Documentation of an email exchange between Christopher Cogle, the chief medical officer of Florida Medicaid, and Jeffrey English, an AHCA employee, show evidence of tension within the agency over the GAPMS recommendation on treatments for gender dysphoria.

Cogle in the June correspondence inquired whether the AHCA has a standard operating procedure for GAPMS recommendations, to which English responded in the affirmative, adding, “If you will excuse me, I feel obligated to include this information: I was not informed or consulted, did not in any way participate, and did not write the GAPMS concerning gender dysphoria treatment.”

“That particular GAPMS did not come through the traditional channels and was not handled through the traditional GAPMS process,” English wrote.

“I do not cherry pick data or studies and would never agree to if I were so asked,” he continued. “All I can say about that report, as I have read it, is that it does not present an honest and accurate assessment of the status of the current evidence and practice guidelines as I understand them to be in the existing literature.”

Most major medical organizations, including the American Medical Association (AMA) and the American Academy of Pediatrics (AAP), agree that gender-affirming health care for transgender youths and adults is medically necessary and have denounced government efforts to insert politics into medicine.

The AHCA report in June acknowledged that groups such as the AMA and AAP support the use of puberty blockers, hormones and surgeries to treat gender dysphoria but said that “none of those organizations rely on high-quality evidence.”

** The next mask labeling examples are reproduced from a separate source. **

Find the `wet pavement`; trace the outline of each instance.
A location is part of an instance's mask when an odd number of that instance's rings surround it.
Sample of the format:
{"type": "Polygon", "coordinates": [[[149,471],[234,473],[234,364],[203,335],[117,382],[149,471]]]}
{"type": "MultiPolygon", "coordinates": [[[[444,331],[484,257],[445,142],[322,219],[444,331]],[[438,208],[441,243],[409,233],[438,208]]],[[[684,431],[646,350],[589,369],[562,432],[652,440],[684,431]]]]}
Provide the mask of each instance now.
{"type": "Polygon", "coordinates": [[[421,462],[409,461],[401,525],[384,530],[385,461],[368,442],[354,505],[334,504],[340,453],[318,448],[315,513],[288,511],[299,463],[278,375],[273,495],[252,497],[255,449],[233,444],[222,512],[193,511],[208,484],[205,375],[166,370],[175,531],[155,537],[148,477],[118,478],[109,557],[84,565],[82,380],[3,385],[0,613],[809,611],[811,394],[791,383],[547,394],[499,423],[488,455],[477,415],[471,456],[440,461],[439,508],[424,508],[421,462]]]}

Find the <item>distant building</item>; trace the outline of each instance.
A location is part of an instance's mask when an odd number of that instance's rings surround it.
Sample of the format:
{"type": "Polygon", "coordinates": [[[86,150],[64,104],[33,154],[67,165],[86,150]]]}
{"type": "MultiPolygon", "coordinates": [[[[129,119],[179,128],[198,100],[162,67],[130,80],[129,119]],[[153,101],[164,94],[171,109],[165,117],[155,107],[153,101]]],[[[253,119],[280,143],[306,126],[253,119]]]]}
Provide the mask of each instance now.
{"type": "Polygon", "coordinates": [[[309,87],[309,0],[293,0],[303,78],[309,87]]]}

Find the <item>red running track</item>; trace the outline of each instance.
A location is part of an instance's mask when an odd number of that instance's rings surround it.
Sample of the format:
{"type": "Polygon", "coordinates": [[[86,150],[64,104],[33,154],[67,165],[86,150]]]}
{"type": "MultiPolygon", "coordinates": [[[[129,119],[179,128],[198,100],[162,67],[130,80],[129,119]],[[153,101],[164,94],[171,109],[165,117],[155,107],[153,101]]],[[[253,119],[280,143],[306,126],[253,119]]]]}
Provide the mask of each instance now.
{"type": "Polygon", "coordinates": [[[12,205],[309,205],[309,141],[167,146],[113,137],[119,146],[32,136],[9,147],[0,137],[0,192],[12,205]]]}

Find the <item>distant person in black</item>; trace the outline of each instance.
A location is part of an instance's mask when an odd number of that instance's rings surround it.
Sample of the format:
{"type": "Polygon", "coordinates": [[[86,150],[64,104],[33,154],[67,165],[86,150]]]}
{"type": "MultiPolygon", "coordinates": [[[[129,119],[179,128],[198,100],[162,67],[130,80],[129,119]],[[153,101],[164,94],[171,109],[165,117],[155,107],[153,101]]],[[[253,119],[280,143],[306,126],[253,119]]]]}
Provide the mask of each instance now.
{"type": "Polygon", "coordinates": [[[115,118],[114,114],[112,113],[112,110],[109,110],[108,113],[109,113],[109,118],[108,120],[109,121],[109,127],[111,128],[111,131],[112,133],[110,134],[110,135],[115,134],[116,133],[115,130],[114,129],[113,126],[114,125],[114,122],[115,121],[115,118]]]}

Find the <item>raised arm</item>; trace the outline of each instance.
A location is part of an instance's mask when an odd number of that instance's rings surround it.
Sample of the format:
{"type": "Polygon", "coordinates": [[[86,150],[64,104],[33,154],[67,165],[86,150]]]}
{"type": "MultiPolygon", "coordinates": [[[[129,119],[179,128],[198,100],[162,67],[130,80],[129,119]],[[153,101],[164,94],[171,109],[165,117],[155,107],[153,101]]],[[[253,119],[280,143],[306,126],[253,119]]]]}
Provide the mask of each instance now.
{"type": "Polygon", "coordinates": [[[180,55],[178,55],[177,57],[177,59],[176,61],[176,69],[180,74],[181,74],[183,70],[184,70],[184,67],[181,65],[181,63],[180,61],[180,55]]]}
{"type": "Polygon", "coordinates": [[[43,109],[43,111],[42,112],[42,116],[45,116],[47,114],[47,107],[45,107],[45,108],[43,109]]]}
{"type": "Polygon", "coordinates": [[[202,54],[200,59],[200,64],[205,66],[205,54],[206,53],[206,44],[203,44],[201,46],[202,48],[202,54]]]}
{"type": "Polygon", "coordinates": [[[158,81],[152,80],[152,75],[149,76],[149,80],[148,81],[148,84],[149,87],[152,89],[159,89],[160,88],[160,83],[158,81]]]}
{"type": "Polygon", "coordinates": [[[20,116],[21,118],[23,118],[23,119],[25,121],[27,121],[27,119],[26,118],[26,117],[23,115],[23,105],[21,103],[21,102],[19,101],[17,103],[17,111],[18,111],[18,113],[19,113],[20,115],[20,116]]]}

“Their eminence in the medical community alone does not validate their views in the absence of quality, supporting evidence,” the report said.

English in his message to Cogle said he apologized “if I come across as a bit agitated about it, but as the ‘GAPMS guy’ around here, lots of assumptions have been made by those who do not know me well.”

“I’m a different sort of person than the author of that report,” English wrote. “I can’t speak for them. I conduct myself and my work with integrity and I do not play favorites, yay or nay. Full stop, period.”

English did not immediately respond to The Hill’s request for comment. The AHCA did not respond to The Hill’s questions about how it developed its GAPMS recommendation for gender dysphoria treatment or why the report was not drafted using the agency’s standard operating procedure.

Court documents filed Friday also show the AHCA determined as recently as 2016 that it cannot “categorically exclude” the prescription of puberty blockers to treat gender dysphoria in transgender youths under Medicaid, though the agency admitted at the time that it was unable to determine “whether puberty suppression therapy is considered a health service that is consistent with generally accepted professional medical standards.”

The filings further revealed that the court denied a state request to compel two of the plaintiffs in the case challenging the Medicaid exclusion to submit to psychological testing, finding the state failed to provide evidence that its selected medical expert is not a “transgender denier or skeptic.” The request applied only to plaintiffs Susan Doe and K.F., both of whom are transgender youths under 18, and not to the case’s two other transgender plaintiffs, who are in their early to mid-20s.

Florida health officials have been broadly accused by medical professionals and LGBTQ advocates of publishing intentionally misleading and false information about gender-affirming health care for transgender youths and adults to push a conservative political agenda.

In addition to instituting a state Medicaid policy explicitly excluding coverage for gender-affirming health care, Florida’s Board of Medicine — whose membership consists of doctors appointed by Gov. Ron DeSantis (R) — in October voted to begin drafting a rule to ban puberty blockers, hormone therapy and surgeries for transgender youths under 18.

In April, the state Health Department issued a guidance suggesting gender-affirming health care — including social transition, which can include changes as simple as using new pronouns — should not be accessible to minors. At least 10 medical experts whose research was cited in the guidance told Vice News in August that their work was being misrepresented.

In a study published Wednesday in the New England Journal of Medicine, transgender adolescents and young adults reported increased life satisfaction and fewer symptoms of depression and anxiety after receiving gender-affirming hormone therapy for two years.